Thursday 22 January 2015

The Student Experience

An overheard conversation earlier this week – on the topic of their own frugality when a student (many years previously) and the spendthriftery of today's students – gives me pause for thought. 

It seems it was ever thus. The picture is Undergraduates training pointers in a college room by Sir David Wilkie RA, which dates from the early years of the nineteenth century, and clearly does not show students hard at work amidst scenes of poverty.

It’s easy (and fun) to get moralistic about this, but there’s a serious point for universities. In a market, factors other than the programme of study will become relevant. Some, such as employment prospects, are understandable, particularly with higher fees and a tough economy. Others are perhaps less laudable – see, for example, Paul Greatrix's post on the campus facilities arms race.

This creates genuine problems for universities.  Firstly, campus facilities all come with costs, and universities will need to recoup these. This means fees for usage (and noting that the competition authorities will not necessarily always recognise the difference between a tuition fee and a fee for an ancillary service provided as part of the same 'student experience' package) and immediately there are questions of equity between students on campus.

Secondly, the investment has an opportunity cost. A 3G sports pitch can’t occupy the same space as a teaching building; bigger rooms in a hall will give you fewer students, per square metre, who can live in it. I could go on, but I’m sure you get my point.

Thirdly, and this might in the long run be the really big issue, is the financing itself. Many universities have gone into partnership for the provision of halls, with a third party providing capital in return for revenue over the years. There's no question that this can help provide good hall places. But if quality/price/location of halls are seen by students as being an integral part of the academic experience, should universities really be surrendering control?

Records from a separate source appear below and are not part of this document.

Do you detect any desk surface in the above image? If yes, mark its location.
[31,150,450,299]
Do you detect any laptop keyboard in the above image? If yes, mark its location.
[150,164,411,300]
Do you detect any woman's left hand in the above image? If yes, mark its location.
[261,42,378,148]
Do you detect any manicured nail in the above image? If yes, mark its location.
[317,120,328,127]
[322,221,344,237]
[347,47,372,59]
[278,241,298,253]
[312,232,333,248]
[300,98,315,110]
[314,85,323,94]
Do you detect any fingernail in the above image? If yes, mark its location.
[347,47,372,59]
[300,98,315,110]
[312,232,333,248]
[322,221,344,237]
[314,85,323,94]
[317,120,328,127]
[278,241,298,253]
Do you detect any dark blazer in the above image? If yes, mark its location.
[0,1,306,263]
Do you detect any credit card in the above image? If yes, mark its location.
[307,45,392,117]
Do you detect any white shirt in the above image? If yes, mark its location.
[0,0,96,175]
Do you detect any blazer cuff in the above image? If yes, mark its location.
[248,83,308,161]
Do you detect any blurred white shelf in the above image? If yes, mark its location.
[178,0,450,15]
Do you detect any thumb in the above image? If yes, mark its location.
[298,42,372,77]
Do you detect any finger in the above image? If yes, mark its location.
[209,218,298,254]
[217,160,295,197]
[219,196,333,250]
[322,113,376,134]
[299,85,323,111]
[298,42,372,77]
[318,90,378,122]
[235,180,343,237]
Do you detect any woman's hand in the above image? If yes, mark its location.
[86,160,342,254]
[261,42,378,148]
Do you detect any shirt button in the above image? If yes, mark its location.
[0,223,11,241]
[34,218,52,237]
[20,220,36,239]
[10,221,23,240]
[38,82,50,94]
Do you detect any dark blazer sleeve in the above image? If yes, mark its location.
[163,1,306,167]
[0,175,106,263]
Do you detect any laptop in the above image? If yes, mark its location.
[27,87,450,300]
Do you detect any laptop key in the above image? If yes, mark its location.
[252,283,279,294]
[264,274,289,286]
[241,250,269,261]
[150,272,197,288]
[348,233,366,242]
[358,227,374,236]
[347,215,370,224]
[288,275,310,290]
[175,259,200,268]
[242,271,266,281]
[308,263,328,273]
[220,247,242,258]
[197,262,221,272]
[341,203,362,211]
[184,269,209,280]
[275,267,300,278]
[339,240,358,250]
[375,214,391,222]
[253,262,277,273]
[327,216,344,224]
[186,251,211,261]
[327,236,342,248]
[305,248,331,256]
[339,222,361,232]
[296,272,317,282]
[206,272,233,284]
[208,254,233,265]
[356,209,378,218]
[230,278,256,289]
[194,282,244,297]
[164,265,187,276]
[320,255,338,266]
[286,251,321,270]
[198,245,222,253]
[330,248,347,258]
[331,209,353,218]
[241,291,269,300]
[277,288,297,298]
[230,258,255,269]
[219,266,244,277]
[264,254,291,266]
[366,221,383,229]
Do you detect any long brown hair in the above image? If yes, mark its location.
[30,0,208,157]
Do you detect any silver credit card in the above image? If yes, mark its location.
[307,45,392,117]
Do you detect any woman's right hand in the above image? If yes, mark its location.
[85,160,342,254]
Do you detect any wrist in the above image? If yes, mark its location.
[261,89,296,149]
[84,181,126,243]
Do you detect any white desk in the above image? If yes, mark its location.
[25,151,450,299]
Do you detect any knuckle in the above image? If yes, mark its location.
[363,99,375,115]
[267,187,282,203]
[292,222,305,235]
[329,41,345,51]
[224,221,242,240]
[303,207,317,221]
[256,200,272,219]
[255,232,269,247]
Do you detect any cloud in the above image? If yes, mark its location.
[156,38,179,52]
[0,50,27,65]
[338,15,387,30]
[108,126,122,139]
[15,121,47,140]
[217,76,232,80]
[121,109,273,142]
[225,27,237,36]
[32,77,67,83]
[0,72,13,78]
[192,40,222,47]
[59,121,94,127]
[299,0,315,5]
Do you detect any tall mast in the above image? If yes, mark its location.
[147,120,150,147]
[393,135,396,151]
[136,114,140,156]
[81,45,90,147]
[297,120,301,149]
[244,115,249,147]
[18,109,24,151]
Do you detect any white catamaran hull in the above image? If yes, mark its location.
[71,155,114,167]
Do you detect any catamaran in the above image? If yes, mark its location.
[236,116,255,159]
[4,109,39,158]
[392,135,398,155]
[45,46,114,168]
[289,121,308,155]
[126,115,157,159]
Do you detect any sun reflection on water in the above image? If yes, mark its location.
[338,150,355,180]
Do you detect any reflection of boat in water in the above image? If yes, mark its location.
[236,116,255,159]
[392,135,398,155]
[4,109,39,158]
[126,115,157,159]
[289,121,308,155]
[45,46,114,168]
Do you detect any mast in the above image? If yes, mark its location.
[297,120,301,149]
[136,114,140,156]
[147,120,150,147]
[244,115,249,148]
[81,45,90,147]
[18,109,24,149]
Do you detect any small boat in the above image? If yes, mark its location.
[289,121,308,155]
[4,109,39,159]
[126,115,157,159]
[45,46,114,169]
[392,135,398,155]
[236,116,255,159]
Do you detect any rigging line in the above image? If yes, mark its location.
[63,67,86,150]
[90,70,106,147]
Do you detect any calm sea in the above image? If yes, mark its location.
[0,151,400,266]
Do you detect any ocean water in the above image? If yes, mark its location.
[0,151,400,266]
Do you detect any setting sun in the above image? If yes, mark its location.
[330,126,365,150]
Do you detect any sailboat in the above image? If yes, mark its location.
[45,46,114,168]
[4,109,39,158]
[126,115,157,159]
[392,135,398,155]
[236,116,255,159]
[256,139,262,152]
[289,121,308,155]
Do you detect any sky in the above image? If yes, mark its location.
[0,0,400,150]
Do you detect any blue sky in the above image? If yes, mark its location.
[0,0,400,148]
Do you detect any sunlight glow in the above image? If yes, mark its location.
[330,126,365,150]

It all comes back to the question of what the student experience is. For some students the 'traditional' model of leaving home at 18 and spending three years full time in study will continue to be the norm; for others, part-time study, or study after a few years in work, or study at a lower-cost alternative provider, will make sense.

This is fine for individuals, but this is also a social justice question. Is going to university really about intelligence and capability, or is it about the transmission of common culture and wealth from one generation to the next? If you need money (and more than comes through SLC funding alone) to get the most out of the best universities, isn't this necessarily regressive? As long as universities feel obliged to up the ante on facilities, we'll be locked into a model of which confuses the academic and non-academic student experiences. And I'm not sure that this is a good thing.